Alibaba Group Holdings v. AlibabaCoin Foundation, 2018 U.S. Dist. LEXIS 180884 (S.D.N.Y., 18-cv-2897, 10/22/2018)[NMR]
As a general rule you want your business to have a unique name. There are lots of reasons for this. If that isn’t possible, you usually don’t want to name your business the same thing as another business, and certainly not one of the largest businesses on the planet. Massive multi-national corporations tend to notice those sorts of things, and that is what brings us to Alibaba v. AlibabaCoin.
This lawsuit is ultimately based on a claim brought under the Lanham Act, the federal law that covers trademarks, trademark infringement, false advertising, and the like. Alibaba Group ( i.e. the world’s largest online and mobile commerce company based in Hangzhou, China) brought the suit against AlibabaCoin Foundation and others, which is a group based out of Dubai and Belarus alleging unlawful use of Alibaba’s trademarks and symbols to promote AlibabCoin. Now, the astute reader may be thinking, “why is this lawsuit being brought in a New York federal court?” Well, for the non-lawyers in the group allow me to introduce you to the only thing I liked about my civil procedure class: personal jurisdiction.
This particular opinion and order grants Alibaba Group a preliminary injunction against AlibabaCoin. Doesn’t a court need jurisdiction to do that? Yes. We’ve written before about when it is proper for a court to exercise jurisdiction over a defendant and as always it depends on the law and facts and circumstances. As a general rule, federal courts have limited jurisdiction meaning they can only here certain matters. Here, Alibaba has trademarks in the US and probably literally every other country on Earth, and so the subject matter of the case is well within the court’s purview, but the issue in this preliminary injunction order is whether it makes sense for a New York court to hear a case dealing with a Chinese company and a Dubai/Belarus company. Turns out, yes, it does make sense in the court’s opinion.
To exercise personal jurisdiction a court has to see minimum contact with the forum they are in charge of, and for purposes of this case that minimum contact was one AlibabaCoin purchaser in New York state that engaged in three transactions. Now you may think this isn’t enough, but Alibaba also presented evidence that over 1,000 New York users visited AlibabaCoin’s website by mid-June 2018. In the court’s eyes, this “established a reasonable probability that the transactions at issue here are not isolated instances, ‘but rather a part of a larger business plan’ that involves the purposeful marketing and sale of AlibabaCoin to, among others, New York consumers.” [SDP notes that the Court initially dismissed the case with “leave to amend” and to allow the Plaintiff to properly allege personal jurisdiction, which they did — so it ain’t over until it’s over; cf. Berk above]
AlibabaCoin put forward a somewhat fun, but fruitless, defense against this by arguing that the transactions did not occur in the US, because the ledger entries were made in Minsk, Belarus. The court was not impressed by this argument and likened it to arguing that an online purchase takes place at whatever remote server location that processes the purchaser’s bank activities, and not where the person clicking the button is actually clicking the button.

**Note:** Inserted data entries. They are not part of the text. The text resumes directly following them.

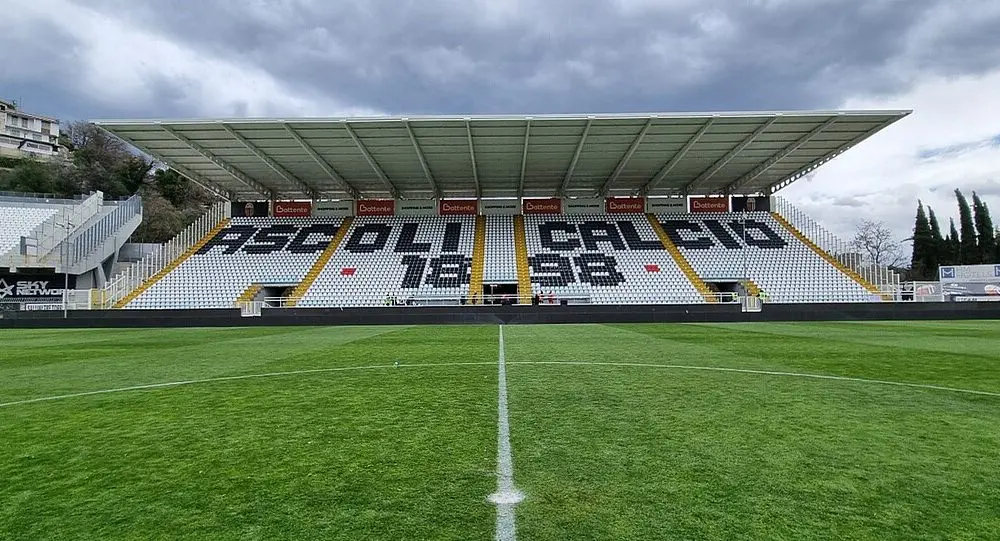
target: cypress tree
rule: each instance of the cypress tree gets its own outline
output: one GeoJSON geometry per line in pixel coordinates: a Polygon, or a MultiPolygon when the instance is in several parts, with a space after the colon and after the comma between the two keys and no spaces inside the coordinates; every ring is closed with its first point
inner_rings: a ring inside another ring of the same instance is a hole
{"type": "Polygon", "coordinates": [[[948,264],[958,265],[959,256],[962,252],[961,242],[958,240],[958,230],[955,229],[955,219],[948,218],[951,222],[951,231],[948,232],[948,264]]]}
{"type": "Polygon", "coordinates": [[[931,242],[933,246],[927,264],[930,270],[929,278],[933,280],[937,277],[938,266],[944,265],[944,261],[948,257],[948,246],[944,243],[944,238],[941,236],[941,226],[938,224],[934,209],[927,207],[927,215],[930,218],[931,242]]]}
{"type": "Polygon", "coordinates": [[[976,241],[976,225],[972,221],[972,209],[969,208],[969,202],[958,188],[955,188],[955,197],[958,199],[958,226],[962,232],[958,263],[960,265],[975,265],[979,263],[979,245],[976,241]]]}
{"type": "Polygon", "coordinates": [[[983,203],[976,192],[972,192],[972,210],[975,213],[976,231],[979,232],[979,262],[992,263],[996,251],[993,219],[990,218],[989,207],[983,203]]]}
{"type": "Polygon", "coordinates": [[[917,220],[913,225],[913,257],[910,269],[913,276],[926,279],[931,268],[928,266],[930,256],[934,251],[934,238],[931,235],[931,224],[924,212],[924,204],[917,201],[917,220]]]}

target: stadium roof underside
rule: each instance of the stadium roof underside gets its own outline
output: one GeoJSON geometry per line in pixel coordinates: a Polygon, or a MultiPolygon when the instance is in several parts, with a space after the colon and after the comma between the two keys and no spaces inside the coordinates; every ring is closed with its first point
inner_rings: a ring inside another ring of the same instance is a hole
{"type": "Polygon", "coordinates": [[[774,193],[910,111],[105,120],[231,200],[774,193]]]}

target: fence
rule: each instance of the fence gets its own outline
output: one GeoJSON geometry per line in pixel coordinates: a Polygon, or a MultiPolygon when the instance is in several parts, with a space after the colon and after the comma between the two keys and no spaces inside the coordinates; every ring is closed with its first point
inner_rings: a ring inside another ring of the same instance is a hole
{"type": "Polygon", "coordinates": [[[890,295],[894,300],[901,300],[901,279],[897,272],[887,267],[865,264],[857,250],[837,235],[812,219],[808,214],[792,205],[781,196],[771,198],[771,210],[782,215],[790,224],[813,241],[828,254],[837,259],[845,267],[858,273],[869,283],[875,285],[883,294],[890,295]]]}
{"type": "MultiPolygon", "coordinates": [[[[12,200],[21,202],[24,199],[12,200]]],[[[0,197],[0,200],[5,198],[0,197]]],[[[0,264],[8,267],[62,267],[66,259],[63,243],[73,234],[75,227],[83,225],[100,212],[104,194],[94,192],[89,196],[80,196],[78,200],[60,199],[47,203],[59,204],[59,210],[22,236],[20,246],[0,256],[0,264]]]]}
{"type": "Polygon", "coordinates": [[[231,206],[227,201],[220,201],[212,205],[208,212],[185,228],[184,231],[181,231],[176,237],[108,280],[108,284],[101,294],[99,304],[105,308],[113,306],[114,303],[163,270],[171,261],[180,257],[188,248],[201,240],[219,222],[228,218],[230,211],[231,206]]]}
{"type": "Polygon", "coordinates": [[[65,250],[61,250],[66,256],[64,264],[72,267],[83,262],[87,256],[103,248],[121,228],[136,219],[142,219],[142,198],[138,194],[115,205],[113,211],[86,229],[71,234],[65,241],[65,250]]]}

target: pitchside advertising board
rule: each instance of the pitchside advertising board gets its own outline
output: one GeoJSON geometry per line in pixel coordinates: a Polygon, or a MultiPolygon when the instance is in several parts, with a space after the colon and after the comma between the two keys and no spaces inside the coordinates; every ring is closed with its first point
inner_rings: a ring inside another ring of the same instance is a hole
{"type": "Polygon", "coordinates": [[[396,201],[396,216],[437,216],[437,210],[437,201],[433,199],[396,201]]]}
{"type": "Polygon", "coordinates": [[[521,201],[518,199],[483,199],[479,202],[479,210],[486,216],[515,216],[521,213],[521,201]]]}
{"type": "Polygon", "coordinates": [[[441,216],[475,216],[479,214],[479,202],[475,199],[442,199],[438,202],[441,216]]]}
{"type": "Polygon", "coordinates": [[[688,205],[691,212],[729,212],[728,197],[692,197],[688,205]]]}
{"type": "Polygon", "coordinates": [[[609,197],[604,201],[607,214],[642,214],[646,212],[644,197],[609,197]]]}
{"type": "Polygon", "coordinates": [[[562,199],[522,199],[521,212],[524,214],[562,214],[562,199]]]}
{"type": "Polygon", "coordinates": [[[563,201],[565,214],[604,214],[603,199],[567,199],[563,201]]]}
{"type": "MultiPolygon", "coordinates": [[[[62,274],[0,273],[0,303],[59,302],[66,277],[62,274]]],[[[76,287],[76,277],[69,277],[69,288],[76,287]]]]}
{"type": "Polygon", "coordinates": [[[1000,301],[1000,265],[939,267],[941,292],[954,300],[1000,301]]]}
{"type": "Polygon", "coordinates": [[[336,216],[345,217],[354,215],[354,201],[345,199],[342,201],[317,201],[313,205],[313,216],[336,216]]]}
{"type": "Polygon", "coordinates": [[[770,212],[771,198],[766,195],[755,197],[733,196],[733,212],[770,212]]]}
{"type": "Polygon", "coordinates": [[[312,201],[275,201],[275,218],[305,218],[312,216],[312,201]]]}
{"type": "MultiPolygon", "coordinates": [[[[684,250],[709,250],[721,246],[742,250],[746,245],[762,250],[781,250],[788,244],[771,227],[758,220],[661,220],[664,232],[684,250]],[[745,232],[745,235],[744,235],[745,232]]],[[[666,248],[655,235],[636,227],[624,216],[607,220],[570,223],[558,217],[537,224],[543,252],[529,254],[531,282],[542,287],[566,287],[585,283],[595,287],[619,287],[628,276],[661,272],[659,257],[631,257],[639,262],[627,272],[620,268],[617,253],[658,252],[666,248]],[[637,274],[638,273],[638,274],[637,274]]]]}
{"type": "Polygon", "coordinates": [[[270,215],[267,201],[233,201],[233,218],[266,217],[270,215]]]}
{"type": "Polygon", "coordinates": [[[359,199],[355,205],[355,216],[394,216],[394,199],[359,199]]]}

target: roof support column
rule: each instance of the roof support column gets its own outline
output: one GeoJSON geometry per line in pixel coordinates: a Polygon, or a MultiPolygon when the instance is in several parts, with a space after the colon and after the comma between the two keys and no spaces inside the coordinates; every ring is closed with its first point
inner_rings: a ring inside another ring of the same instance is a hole
{"type": "Polygon", "coordinates": [[[701,137],[705,135],[705,133],[709,130],[709,128],[712,127],[712,124],[715,122],[715,119],[717,117],[718,115],[714,115],[712,118],[708,119],[708,122],[705,122],[705,124],[703,124],[701,128],[698,128],[698,131],[695,132],[695,134],[692,135],[690,139],[688,139],[687,143],[684,143],[684,146],[681,147],[681,149],[678,150],[676,154],[671,156],[670,159],[667,160],[667,163],[663,164],[663,167],[661,167],[660,170],[657,171],[655,175],[653,175],[653,178],[649,179],[649,182],[647,182],[646,185],[643,186],[642,189],[640,190],[643,196],[648,196],[649,192],[653,191],[653,189],[656,188],[657,185],[663,182],[663,179],[667,178],[667,175],[669,175],[670,172],[674,170],[674,167],[677,167],[677,164],[684,159],[684,156],[687,155],[688,151],[690,151],[692,147],[698,144],[698,141],[701,139],[701,137]]]}
{"type": "Polygon", "coordinates": [[[757,137],[760,136],[760,134],[764,133],[768,128],[770,128],[771,124],[774,124],[778,120],[778,118],[780,117],[778,116],[771,117],[767,119],[766,122],[758,126],[757,129],[754,130],[753,133],[751,133],[750,135],[746,136],[746,138],[744,138],[740,144],[733,147],[733,149],[727,152],[725,156],[720,158],[717,162],[713,163],[711,167],[705,170],[705,172],[698,175],[698,178],[692,180],[690,183],[688,183],[687,186],[684,186],[683,190],[684,194],[690,195],[693,190],[698,188],[698,185],[712,178],[716,173],[719,172],[720,169],[725,167],[727,163],[732,161],[732,159],[735,158],[737,154],[743,152],[744,149],[750,146],[750,144],[753,143],[754,140],[756,140],[757,137]]]}
{"type": "Polygon", "coordinates": [[[517,197],[524,197],[524,171],[528,167],[528,139],[531,137],[531,117],[524,124],[524,150],[521,151],[521,177],[517,183],[517,197]]]}
{"type": "Polygon", "coordinates": [[[465,135],[469,139],[469,159],[472,160],[472,181],[476,183],[476,197],[483,196],[479,186],[479,168],[476,167],[476,147],[472,144],[472,119],[465,117],[465,135]]]}
{"type": "Polygon", "coordinates": [[[236,130],[232,128],[232,126],[228,124],[222,124],[222,129],[226,130],[226,132],[229,133],[229,135],[232,135],[234,139],[239,141],[240,144],[243,145],[247,150],[249,150],[251,154],[257,156],[257,158],[260,161],[264,162],[265,165],[270,167],[271,170],[277,173],[279,177],[285,180],[285,182],[298,186],[299,189],[301,189],[303,193],[308,195],[310,199],[315,200],[319,198],[318,197],[319,193],[316,191],[316,188],[306,184],[302,179],[293,175],[291,172],[282,167],[280,164],[278,164],[278,162],[274,161],[267,154],[261,152],[261,150],[257,148],[256,145],[251,143],[243,135],[239,134],[236,130]]]}
{"type": "Polygon", "coordinates": [[[201,154],[208,161],[214,163],[217,167],[219,167],[219,169],[222,169],[227,174],[229,174],[229,176],[231,176],[234,179],[242,182],[247,187],[253,189],[254,191],[256,191],[257,193],[259,193],[260,195],[262,195],[262,196],[264,196],[264,197],[266,197],[268,199],[271,199],[271,200],[277,199],[277,194],[275,193],[274,190],[272,190],[272,189],[264,186],[263,184],[257,182],[256,180],[250,178],[243,171],[240,171],[239,169],[236,169],[235,167],[229,165],[228,163],[226,163],[225,161],[223,161],[221,158],[219,158],[215,154],[212,154],[211,152],[209,152],[208,150],[206,150],[204,147],[202,147],[198,143],[195,143],[191,139],[188,139],[184,135],[180,134],[177,130],[171,128],[170,126],[166,126],[166,125],[162,125],[162,124],[160,125],[160,128],[163,131],[165,131],[165,132],[169,133],[170,135],[172,135],[174,137],[174,139],[177,139],[178,141],[180,141],[180,142],[186,144],[187,146],[191,147],[192,150],[194,150],[198,154],[201,154]]]}
{"type": "Polygon", "coordinates": [[[410,136],[410,143],[413,144],[413,151],[417,153],[417,159],[420,160],[420,168],[424,170],[424,177],[427,178],[427,183],[431,185],[434,197],[441,197],[441,190],[434,180],[434,175],[431,174],[431,168],[427,165],[427,158],[424,157],[424,151],[420,149],[417,137],[413,135],[413,128],[410,127],[410,119],[403,118],[402,121],[403,127],[406,128],[406,134],[410,136]]]}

One more final point worth considering is that AlibabaCoin claims to have put in place measures to prevent US consumers from purchasing their crypto, and according to them this means personal jurisdiction is not valid, because there would be no irreparable harm involved since no one in the US will be buying. This argument did not fly, because as the court explains in a footnote “even if AlibabaCoin is not sold to United States consumers — a proposition that in any event contradicts the present record — those consumers’ exposure to online advertising likely to create brand confusion could affect their willingness to purchase from or invest in Alibaba, the party that claims injury.” Once again, unique names are good.